The necropolis extends uninterrupted along the main street and is most dense in the city's center, which is quite unusual. Normally necropoleis were located along the main roads leading to the city and end outside the settlement. The baths, theater, northern church and the necropolis have been reasonably well preserved, but most of the houses are damaged to a level that it is not possible to determine their layout.

===Acropolis===
The acropolis covers an area of 120 by 150 m in the southeast of the settlement, rising approximately 10 m above the city centre. The northern and western sides of the acropolis were protected with walls reinforced with three towers. The eastern and southern sides of the acropolis were naturally protected by steep rock faces and had a terrace wall. A heroon from the Roman period and a Byzantine church from the 5th or 6th century AD were built on the acropolis.
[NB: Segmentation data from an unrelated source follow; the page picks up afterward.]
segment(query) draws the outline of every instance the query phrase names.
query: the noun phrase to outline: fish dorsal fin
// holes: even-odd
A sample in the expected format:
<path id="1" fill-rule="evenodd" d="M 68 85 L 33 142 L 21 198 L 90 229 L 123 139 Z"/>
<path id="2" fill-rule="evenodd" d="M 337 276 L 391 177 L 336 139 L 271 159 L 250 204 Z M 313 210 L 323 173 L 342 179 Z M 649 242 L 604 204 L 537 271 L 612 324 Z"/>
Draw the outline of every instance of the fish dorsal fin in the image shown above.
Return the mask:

In the Byzantine period the acropolis was transformed to a castrum with stronger fortifications. It encircled the church and was constructed with building material partially reused from the structures of the Roman period. It must have been built in the 7th or 8th century AD, when the region was subject to increasing Arab raids as a consequence of the Arab–Byzantine wars.

===Other structures===

The Greek theatre dates to the Hellenistic period. It was built into the northwestern slope of the acropolis hill and has been estimated to seat a maximum of 364 people. The bath-gymnasium complex was most likely built no later than the 2nd century AD and consists of seven separate units and a palaestra. The baths were supplied with water from a stream to the north of the city by a small canal. The northern church is the largest church of the settlement, measuring about 15.30 by 28.15 m and likely built in 5th or 6th century AD. A small triconch church is found south in the city, but is completely ruined. It was possibly built later than the two other churches. The necropolis counts 51 sarcophagi and four exedra-type tombs.